The “Traditional PC Boot” sequence is also wrong. The BIOS is definitely not the first code that executes on any modern PC! For instance, on Intel PCs, a small mask ROM executes on the Intel Management Engine core, which then loads and verifies a second-stage Management Engine binary that lives in the BIOS flash. As I understand it, ME does not initialize DRAM itself (DDR5 training is tricky business!), but it does initialize plenty of “uncore” components, and also does adjust some pad settings based on configuration options in the BIOS flash. Only after setting up those parts of the system, and loading in verification keys for Boot Guard, does ME then jump into the BIOS flash (which proceeds to set up DRAM).
This post says a bunch of contradictory things about how Pi’s secure boot is implemented. (It suggests that Pi’s secure boot does not provide immunity to malicious GPU firmware, but then says that that the chain of trust does start in the GPU. As it turns out, Raspberry Pi’s own documentation, page 5 shows that GPU firmware is also verified.)
Ugh. This post is very confidently written for how wrong it is.
But to be fair, the IME sort of is a whole embedded computer running Minix.
It’s thus more like an external debugger hardware that analyzes/manipulates the “PC” side at will.
Also, modern x86 CPUs aren’t true x86 anymore. They’re RISC-CISC hybrids that have a front-end that converts x86 instructions into nstive format.
Heck, even the 8086/8088 had microcode that performed things in software rather than in hardware! :)
The NEC V20/V30 line thus was more “native” at executing x86 instructions than the intel 808x line ever was.
Before the 80286 (maybe 80186) it didn’t even feature address calculation using dedicated hardware – it had to use the ALU for that (slow).
The Zilog Z80 likewise also used more hardware implemented functions, which made it more “native” at code execution than i8080/i8085.

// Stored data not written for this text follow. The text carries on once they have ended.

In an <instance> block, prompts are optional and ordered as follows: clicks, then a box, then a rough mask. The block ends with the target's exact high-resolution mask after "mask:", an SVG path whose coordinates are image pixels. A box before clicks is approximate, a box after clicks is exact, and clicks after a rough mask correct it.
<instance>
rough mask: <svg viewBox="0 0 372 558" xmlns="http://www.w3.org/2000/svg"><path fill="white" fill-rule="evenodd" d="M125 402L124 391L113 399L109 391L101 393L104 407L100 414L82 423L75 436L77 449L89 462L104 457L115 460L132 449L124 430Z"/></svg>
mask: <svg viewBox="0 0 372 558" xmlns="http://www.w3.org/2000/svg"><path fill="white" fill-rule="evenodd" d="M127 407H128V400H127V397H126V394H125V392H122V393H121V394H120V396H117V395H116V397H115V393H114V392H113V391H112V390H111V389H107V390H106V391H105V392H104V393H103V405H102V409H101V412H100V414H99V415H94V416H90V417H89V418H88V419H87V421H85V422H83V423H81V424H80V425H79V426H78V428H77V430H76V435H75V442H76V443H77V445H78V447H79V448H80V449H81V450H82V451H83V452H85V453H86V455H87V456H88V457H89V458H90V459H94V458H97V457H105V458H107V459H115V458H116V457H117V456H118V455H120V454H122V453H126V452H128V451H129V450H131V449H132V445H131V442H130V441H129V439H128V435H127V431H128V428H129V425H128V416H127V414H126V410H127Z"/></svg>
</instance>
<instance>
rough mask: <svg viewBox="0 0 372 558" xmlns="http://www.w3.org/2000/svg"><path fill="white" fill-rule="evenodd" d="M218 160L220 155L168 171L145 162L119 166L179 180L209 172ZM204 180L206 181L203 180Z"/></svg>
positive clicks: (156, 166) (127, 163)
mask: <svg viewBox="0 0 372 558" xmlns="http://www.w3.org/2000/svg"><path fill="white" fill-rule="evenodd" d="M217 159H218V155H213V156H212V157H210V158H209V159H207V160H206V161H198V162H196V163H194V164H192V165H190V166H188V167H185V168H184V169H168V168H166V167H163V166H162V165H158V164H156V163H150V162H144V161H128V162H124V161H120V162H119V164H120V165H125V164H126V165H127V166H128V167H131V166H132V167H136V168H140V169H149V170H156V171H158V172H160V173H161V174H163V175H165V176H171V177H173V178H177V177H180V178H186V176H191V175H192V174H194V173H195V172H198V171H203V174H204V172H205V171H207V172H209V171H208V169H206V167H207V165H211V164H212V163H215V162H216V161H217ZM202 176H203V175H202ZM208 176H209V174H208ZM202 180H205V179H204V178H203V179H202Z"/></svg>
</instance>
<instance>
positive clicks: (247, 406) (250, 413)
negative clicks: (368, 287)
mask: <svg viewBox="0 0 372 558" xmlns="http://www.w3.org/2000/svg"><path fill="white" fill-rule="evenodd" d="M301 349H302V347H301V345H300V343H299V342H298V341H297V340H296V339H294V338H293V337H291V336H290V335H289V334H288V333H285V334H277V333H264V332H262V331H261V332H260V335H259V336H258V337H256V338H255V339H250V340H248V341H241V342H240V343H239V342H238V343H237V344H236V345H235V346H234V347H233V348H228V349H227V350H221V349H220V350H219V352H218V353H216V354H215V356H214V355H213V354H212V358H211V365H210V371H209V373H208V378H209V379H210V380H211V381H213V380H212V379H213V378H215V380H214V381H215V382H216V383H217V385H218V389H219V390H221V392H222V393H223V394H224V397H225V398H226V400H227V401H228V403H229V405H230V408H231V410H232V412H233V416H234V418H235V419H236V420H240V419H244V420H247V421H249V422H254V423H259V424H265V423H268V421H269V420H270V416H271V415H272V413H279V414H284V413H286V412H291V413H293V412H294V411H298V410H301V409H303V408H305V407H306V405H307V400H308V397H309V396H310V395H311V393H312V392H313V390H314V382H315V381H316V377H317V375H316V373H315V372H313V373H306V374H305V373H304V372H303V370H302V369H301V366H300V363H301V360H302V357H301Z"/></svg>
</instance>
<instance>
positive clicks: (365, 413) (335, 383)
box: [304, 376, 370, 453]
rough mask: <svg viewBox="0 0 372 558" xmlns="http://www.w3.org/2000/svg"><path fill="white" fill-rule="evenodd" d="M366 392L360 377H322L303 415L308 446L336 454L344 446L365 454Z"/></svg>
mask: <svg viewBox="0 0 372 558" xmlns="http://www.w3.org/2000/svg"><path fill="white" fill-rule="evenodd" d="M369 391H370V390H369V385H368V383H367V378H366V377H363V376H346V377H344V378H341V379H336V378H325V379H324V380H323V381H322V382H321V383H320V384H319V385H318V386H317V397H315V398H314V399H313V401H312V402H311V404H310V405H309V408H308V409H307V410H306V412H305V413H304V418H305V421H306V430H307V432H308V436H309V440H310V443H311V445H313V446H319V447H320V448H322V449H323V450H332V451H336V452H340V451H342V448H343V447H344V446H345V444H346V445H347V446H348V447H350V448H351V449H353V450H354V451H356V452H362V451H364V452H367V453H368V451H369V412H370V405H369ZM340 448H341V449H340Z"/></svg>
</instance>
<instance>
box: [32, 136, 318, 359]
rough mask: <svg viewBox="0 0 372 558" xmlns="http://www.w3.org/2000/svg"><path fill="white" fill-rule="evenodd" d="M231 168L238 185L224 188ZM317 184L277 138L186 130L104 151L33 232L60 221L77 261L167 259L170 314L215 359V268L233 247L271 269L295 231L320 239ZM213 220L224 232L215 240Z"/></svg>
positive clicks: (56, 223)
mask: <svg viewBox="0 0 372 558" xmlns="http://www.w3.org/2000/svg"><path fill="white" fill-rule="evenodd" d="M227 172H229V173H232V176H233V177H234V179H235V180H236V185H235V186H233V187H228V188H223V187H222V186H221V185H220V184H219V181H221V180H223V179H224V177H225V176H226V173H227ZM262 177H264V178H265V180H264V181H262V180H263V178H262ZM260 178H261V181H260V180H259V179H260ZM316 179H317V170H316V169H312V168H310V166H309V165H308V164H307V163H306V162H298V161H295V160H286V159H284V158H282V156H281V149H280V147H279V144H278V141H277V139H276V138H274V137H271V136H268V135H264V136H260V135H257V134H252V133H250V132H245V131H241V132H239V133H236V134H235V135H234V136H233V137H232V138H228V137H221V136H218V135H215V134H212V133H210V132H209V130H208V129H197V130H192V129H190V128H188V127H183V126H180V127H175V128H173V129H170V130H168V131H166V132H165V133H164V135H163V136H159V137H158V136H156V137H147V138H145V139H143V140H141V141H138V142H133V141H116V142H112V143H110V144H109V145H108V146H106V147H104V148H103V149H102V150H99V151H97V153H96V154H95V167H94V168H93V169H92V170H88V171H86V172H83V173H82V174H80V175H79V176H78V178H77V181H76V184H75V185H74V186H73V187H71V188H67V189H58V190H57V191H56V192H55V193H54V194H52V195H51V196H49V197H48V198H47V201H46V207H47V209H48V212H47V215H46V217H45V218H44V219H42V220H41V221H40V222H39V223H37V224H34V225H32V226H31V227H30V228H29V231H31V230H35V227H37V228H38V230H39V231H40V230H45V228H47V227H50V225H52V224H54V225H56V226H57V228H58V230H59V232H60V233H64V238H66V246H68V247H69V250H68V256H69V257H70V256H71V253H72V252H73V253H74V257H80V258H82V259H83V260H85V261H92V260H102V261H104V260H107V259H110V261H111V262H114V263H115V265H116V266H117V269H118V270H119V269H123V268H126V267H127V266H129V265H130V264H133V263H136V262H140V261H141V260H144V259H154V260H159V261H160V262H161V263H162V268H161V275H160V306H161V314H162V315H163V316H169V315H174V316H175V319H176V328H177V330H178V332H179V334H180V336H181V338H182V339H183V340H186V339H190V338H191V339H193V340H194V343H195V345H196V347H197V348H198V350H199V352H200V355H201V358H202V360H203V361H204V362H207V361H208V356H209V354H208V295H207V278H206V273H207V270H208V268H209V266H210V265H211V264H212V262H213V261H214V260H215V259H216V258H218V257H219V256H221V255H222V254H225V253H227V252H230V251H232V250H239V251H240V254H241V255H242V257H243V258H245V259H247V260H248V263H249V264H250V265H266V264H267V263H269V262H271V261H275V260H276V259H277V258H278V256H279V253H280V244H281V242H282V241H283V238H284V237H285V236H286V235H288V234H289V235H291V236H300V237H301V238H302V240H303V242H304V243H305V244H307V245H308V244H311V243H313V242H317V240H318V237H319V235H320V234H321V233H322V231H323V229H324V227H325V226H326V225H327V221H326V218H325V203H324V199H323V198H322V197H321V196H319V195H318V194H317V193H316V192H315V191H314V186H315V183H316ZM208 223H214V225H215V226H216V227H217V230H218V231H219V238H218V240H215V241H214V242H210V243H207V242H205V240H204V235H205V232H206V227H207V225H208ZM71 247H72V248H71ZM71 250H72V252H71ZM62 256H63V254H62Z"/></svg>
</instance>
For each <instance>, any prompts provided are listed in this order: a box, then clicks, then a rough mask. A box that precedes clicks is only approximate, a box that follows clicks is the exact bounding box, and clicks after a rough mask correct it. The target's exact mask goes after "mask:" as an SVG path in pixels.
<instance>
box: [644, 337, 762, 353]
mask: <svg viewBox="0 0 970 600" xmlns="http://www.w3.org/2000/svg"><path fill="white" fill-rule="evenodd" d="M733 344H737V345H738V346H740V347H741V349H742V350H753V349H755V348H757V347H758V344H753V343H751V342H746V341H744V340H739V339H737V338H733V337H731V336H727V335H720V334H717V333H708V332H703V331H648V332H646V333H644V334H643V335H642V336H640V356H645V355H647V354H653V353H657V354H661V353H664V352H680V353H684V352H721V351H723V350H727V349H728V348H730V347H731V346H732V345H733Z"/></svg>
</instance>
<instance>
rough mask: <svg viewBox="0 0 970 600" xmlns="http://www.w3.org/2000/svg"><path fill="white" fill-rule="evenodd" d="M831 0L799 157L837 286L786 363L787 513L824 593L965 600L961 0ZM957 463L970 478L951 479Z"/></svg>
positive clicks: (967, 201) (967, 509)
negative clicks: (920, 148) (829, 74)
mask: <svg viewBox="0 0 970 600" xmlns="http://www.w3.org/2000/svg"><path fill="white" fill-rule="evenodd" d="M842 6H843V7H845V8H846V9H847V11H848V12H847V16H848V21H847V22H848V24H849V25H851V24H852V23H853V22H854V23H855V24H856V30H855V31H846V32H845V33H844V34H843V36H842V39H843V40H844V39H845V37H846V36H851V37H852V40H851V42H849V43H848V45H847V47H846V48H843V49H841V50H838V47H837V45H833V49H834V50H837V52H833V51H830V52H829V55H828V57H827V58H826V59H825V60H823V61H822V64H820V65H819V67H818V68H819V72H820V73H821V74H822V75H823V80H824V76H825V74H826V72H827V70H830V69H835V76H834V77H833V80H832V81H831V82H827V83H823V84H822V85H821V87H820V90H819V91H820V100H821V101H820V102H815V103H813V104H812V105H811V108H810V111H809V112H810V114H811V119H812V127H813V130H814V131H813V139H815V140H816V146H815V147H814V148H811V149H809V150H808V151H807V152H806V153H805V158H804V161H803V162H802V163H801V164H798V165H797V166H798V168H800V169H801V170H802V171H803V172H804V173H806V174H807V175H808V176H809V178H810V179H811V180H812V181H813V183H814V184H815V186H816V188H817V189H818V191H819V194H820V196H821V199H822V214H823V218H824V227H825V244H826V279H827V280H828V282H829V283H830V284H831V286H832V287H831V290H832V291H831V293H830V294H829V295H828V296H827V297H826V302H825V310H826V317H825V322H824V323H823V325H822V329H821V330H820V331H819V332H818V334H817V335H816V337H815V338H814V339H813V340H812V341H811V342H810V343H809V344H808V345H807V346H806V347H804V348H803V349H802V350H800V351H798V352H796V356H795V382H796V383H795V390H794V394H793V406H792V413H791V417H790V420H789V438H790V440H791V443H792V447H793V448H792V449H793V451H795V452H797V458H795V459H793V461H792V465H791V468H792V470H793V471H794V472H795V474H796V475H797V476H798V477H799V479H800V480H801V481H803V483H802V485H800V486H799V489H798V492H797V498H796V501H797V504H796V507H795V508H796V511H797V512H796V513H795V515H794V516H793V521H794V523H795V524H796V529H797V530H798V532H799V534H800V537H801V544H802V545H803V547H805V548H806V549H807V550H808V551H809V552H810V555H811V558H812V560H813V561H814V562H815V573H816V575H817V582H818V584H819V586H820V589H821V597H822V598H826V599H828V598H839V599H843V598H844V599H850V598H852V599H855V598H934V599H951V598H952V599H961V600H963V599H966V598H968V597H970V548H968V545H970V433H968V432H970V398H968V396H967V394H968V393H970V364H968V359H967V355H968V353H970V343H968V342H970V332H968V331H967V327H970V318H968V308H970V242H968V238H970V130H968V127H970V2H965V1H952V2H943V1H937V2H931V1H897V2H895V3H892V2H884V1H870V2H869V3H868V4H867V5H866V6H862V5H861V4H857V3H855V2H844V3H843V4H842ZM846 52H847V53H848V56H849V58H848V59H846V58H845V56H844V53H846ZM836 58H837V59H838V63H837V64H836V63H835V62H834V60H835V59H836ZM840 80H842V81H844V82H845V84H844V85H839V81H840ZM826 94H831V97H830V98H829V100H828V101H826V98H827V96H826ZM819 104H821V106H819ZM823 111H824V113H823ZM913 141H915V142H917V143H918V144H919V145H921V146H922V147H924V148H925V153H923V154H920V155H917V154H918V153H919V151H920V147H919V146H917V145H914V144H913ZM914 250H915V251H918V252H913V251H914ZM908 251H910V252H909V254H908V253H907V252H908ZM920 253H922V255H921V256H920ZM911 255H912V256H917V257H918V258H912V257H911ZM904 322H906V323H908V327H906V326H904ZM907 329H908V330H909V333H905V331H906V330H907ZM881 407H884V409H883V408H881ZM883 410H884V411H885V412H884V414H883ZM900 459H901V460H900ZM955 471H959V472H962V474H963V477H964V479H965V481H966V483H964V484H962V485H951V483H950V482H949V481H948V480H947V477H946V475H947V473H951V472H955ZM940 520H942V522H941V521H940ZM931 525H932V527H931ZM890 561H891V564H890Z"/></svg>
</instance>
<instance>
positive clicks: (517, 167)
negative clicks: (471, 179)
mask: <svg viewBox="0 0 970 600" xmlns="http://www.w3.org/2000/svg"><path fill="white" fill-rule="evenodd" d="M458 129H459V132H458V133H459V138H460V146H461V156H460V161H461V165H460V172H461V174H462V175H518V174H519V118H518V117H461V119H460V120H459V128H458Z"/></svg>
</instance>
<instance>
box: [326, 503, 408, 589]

“On an old 8-bit machine, that program memory was usually an EPROM at the start of its address space”. Commodore 64, old and 8-bit enough? The 6502 starts at the end-of-address-space. Just like 8086, 80186, 80286, 80386 and 80486 processors. And back in the commodore times commercial computers simply had ROM. Not EPROM.
The 6502, coming out of reset, would read the two bytes at FFFE and FFFF, to obtain a 16 bit starting address. (Just like the 68xx it evolved from)
The 68K, coming out of reset, would read the 32 bit word at address 000000 into the program counter, and the next 32 bit word from 000004 into the stack pointer, to get going.
Meanwhile, the 8088 approach was to just start executing at address 0000 in segment FFFF, which if you ironed that out to a flat 20 bit space, would be FFFF0, i.e., the last 16 bytes of the address space, room enough for a couple of instructions, e.g. a jump back to a more convenient location in the ROM.
Of course, in those days, the DRAM refresh usually took care of itself (baked into H/W), or was handled once you init’d your DMA controller. After that, you’d get your interrupt controller and interrupt sources under control, maybe init a video system, and then maybe go for a boot block from a disk.
The actual CPU took care of all of that. That was when processors were products, that tended to be very well debugged before they hit the market. But then, those products had on the order of 10^3 to 10^4 transistors, so “getting it right” was undoubtedly a lot easier than the situation today. With north of 10^9 transistors, apparently we’re stuck with CPUs that themselves need to be initialized (patched) before running, by some simpler, internalized CPU like the IME or what have you.